Content-Type: text/plain; charset=utf-8
Mime-Version: 1.0 (Mac OS X Mail 8.2 \(2104\))
Subject: Re: [PATCH v1 03/18] xprtrdma: Remove completion polling budgets
From: Chuck Lever <chuck.lever@oracle.com>
In-Reply-To: <CANjDDBgB_T9BN7ATTWEJcJScs2JH9bGv5zikUpu_2JJaRYS-Ug@mail.gmail.com>
Date: Thu, 1 Oct 2015 12:37:36 -0400
Cc: Devesh Sharma <devesh.sharma@avagotech.com>,
        Sagi Grimberg <sagig@dev.mellanox.co.il>,
        Linux NFS Mailing List <linux-nfs@vger.kernel.org>
Message-Id: <A5EE402A-82CE-49DC-8AB9-63EC340CE8DA@oracle.com>
References: <20150917202829.19671.90044.stgit@manet.1015granger.net> <20150917204435.19671.56195.stgit@manet.1015granger.net> <CANjDDBgokeHEZ7jWhRKRRU4Usr655zRoYY-qUHc9jeuyjYBzpA@mail.gmail.com> <A3B1A836-81AF-40E6-B551-587B7173B72D@oracle.com> <55FE8C0F.1050706@dev.mellanox.co.il> <CANjDDBjcRXsPFt2Bd+9oL2wTBTxpDsAvN5PZN669dhTC7xSyqw@mail.gmail.com> <0804C887-9E32-4257-96D2-6C1FBC9CB271@oracle.com> <CANjDDBgB_T9BN7ATTWEJcJScs2JH9bGv5zikUpu_2JJaRYS-Ug@mail.gmail.com>
To: linux-rdma <linux-rdma@vger.kernel.org>
Sender: linux-nfs-owner@vger.kernel.org


> On Sep 22, 2015, at 1:32 PM, Devesh Sharma <devesh.sharma@avagotech.com> wrote:
> 
> On Mon, Sep 21, 2015 at 9:15 PM, Chuck Lever <chuck.lever@oracle.com> wrote:
>> 
>>> On Sep 21, 2015, at 1:51 AM, Devesh Sharma <devesh.sharma@avagotech.com> wrote:
>>> 
>>> On Sun, Sep 20, 2015 at 4:05 PM, Sagi Grimberg <sagig@dev.mellanox.co.il> wrote:
>>>>>> It is possible that in a given poll_cq
>>>>>> call you end up getting on 1 completion, the other completion is
>>>>>> delayed due to some reason.
>>>>> 
>>>>> 
>>>>> If a CQE is allowed to be delayed, how does polling
>>>>> again guarantee that the consumer can retrieve it?
>>>>> 
>>>>> What happens if a signal occurs, there is only one CQE,
>>>>> but it is delayed? ib_poll_cq would return 0 in that
>>>>> case, and the consumer would never call again, thinking
>>>>> the CQ is empty. There's no way the consumer can know
>>>>> for sure when a CQ is drained.
>>>>> 
>>>>> If the delayed CQE happens only when there is more
>>>>> than one CQE, how can polling multiple WCs ever work
>>>>> reliably?
>>>>> 
>>>>> Maybe I don't understand what is meant by delayed.
>>>>> 
>>>> 
>>>> If I'm not mistaken, Devesh meant that if between ib_poll_cq (where you
>>>> polled the last 2 wcs) until the while statement another CQE was
>>>> generated then you lost a bit of efficiency. Correct?
>>> 
>>> Yes, That's the point.
>> 
>> I’m optimizing for the common case where 1 CQE is ready
>> to be polled. How much of an efficiency loss are you
>> talking about, how often would this loss occur, and is
>> this a problem for all providers / devices?
> 
> The scenario would happen or not is difficult to predict, but its
> quite possible with any vendor based on load on PCI bus I guess.
> This may affect the latency figures though.
> 
>> 
>> Is this an issue for the current arrangement where 8 WCs
>> are polled at a time?
> 
> Yes, its there even today.

This review comment does not feel closed yet. Maybe it’s
because I don’t understand exactly what the issue is.

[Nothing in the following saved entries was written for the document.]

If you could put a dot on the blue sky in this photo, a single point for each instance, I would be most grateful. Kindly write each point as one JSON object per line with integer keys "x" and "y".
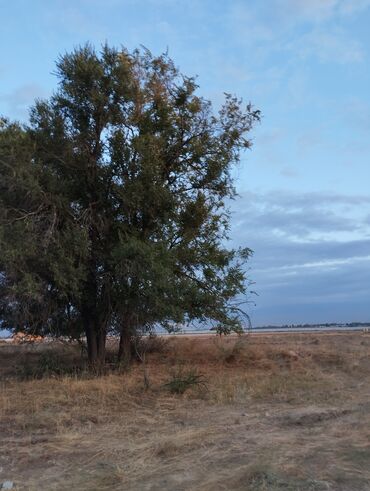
{"x": 304, "y": 202}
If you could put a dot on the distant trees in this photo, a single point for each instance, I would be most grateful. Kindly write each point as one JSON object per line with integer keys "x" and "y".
{"x": 112, "y": 203}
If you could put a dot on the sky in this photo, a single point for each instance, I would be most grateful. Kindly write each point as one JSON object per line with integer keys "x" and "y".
{"x": 304, "y": 188}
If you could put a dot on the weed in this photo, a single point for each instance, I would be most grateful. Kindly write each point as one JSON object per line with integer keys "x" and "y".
{"x": 182, "y": 380}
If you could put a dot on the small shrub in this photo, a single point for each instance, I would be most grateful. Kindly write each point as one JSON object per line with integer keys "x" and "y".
{"x": 229, "y": 352}
{"x": 182, "y": 380}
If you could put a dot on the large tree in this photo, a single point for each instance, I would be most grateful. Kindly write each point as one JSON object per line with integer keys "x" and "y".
{"x": 112, "y": 203}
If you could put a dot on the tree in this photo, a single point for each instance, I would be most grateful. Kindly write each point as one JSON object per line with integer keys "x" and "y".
{"x": 117, "y": 186}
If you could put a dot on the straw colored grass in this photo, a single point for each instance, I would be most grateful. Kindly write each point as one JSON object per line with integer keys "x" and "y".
{"x": 282, "y": 411}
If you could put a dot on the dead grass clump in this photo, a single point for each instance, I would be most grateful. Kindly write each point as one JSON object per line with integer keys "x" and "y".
{"x": 185, "y": 379}
{"x": 264, "y": 478}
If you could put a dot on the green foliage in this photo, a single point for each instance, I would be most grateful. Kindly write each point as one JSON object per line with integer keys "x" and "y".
{"x": 182, "y": 380}
{"x": 112, "y": 202}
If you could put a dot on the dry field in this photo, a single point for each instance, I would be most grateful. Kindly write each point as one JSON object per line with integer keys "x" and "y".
{"x": 269, "y": 412}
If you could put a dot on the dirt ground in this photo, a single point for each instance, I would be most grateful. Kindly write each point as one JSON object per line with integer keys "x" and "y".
{"x": 263, "y": 412}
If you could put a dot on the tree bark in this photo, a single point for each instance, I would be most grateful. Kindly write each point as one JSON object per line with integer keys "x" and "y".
{"x": 95, "y": 339}
{"x": 124, "y": 350}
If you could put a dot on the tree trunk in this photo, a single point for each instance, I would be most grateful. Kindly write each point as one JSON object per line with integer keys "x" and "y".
{"x": 124, "y": 350}
{"x": 95, "y": 338}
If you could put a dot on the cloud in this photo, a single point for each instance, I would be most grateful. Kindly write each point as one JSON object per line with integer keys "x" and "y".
{"x": 319, "y": 11}
{"x": 329, "y": 46}
{"x": 311, "y": 258}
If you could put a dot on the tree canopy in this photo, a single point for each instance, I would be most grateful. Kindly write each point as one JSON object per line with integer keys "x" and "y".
{"x": 113, "y": 214}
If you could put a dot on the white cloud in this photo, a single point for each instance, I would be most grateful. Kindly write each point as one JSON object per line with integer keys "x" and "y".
{"x": 329, "y": 46}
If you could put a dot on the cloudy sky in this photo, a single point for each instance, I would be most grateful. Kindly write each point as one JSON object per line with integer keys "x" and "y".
{"x": 304, "y": 203}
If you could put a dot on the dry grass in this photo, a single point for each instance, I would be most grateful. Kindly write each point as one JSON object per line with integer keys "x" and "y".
{"x": 277, "y": 412}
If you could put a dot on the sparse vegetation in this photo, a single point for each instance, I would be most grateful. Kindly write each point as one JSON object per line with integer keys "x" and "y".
{"x": 269, "y": 420}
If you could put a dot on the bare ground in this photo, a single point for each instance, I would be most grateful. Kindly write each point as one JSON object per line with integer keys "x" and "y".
{"x": 276, "y": 412}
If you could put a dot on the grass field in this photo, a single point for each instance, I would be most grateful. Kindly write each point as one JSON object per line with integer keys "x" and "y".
{"x": 261, "y": 412}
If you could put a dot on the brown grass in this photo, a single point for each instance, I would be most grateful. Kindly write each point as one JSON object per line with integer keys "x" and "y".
{"x": 277, "y": 412}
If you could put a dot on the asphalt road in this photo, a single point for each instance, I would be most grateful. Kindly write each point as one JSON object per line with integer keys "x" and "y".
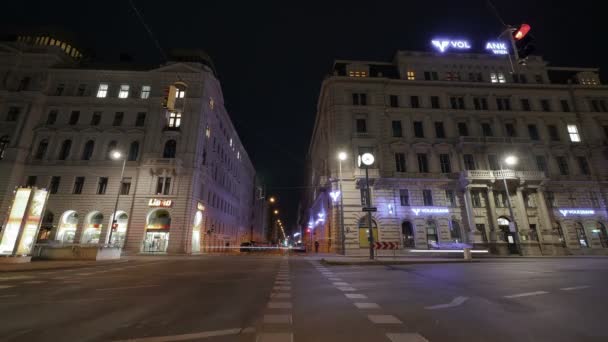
{"x": 280, "y": 299}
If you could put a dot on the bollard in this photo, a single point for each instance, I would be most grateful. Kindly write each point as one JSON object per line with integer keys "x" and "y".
{"x": 467, "y": 254}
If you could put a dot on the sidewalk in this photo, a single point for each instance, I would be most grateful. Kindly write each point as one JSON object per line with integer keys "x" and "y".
{"x": 39, "y": 265}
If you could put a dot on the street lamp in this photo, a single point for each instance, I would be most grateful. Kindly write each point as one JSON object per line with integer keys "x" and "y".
{"x": 341, "y": 157}
{"x": 117, "y": 155}
{"x": 510, "y": 160}
{"x": 367, "y": 159}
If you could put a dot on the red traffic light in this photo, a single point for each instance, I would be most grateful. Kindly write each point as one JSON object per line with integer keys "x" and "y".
{"x": 522, "y": 31}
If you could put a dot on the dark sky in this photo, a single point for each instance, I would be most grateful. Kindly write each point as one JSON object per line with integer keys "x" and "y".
{"x": 271, "y": 56}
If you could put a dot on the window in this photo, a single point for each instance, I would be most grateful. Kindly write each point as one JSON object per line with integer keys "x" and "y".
{"x": 439, "y": 131}
{"x": 553, "y": 133}
{"x": 562, "y": 163}
{"x": 163, "y": 186}
{"x": 118, "y": 116}
{"x": 583, "y": 165}
{"x": 450, "y": 198}
{"x": 541, "y": 163}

Is this the problem that REPORT_MISSED_EVENTS is supposed to
resolve? 

A missed WC will result in an RPC/RDMA transport deadlock. In
fact that is the reason for this particular patch (although
it addresses only one source of missed WCs). So I would like
to see that there are no windows here.

I’ve been told the only sure way to address this for every
provider is to use the classic but inefficient mechanism of
poll one WC at a time until no WC is returned; re-arm; poll
again until no WC is returned.

In the common case this means two extra poll_cq calls that
return nothing. So I claim the current status quo isn’t
good enough :-)

Doug and others have suggested the best place to address
problems with missed WC signals is in the drivers. All of
them should live up to the ib_poll_cq() API contract the
same way. In addition I’d really like to see

 - polling and arming work without having to perform extra
    unneeded locking of the CQ, and
 - polling arrays work without introducing races

Can we have that discussion now, since there is already
some discussion of IB core API fix-ups?


—
Chuck Lever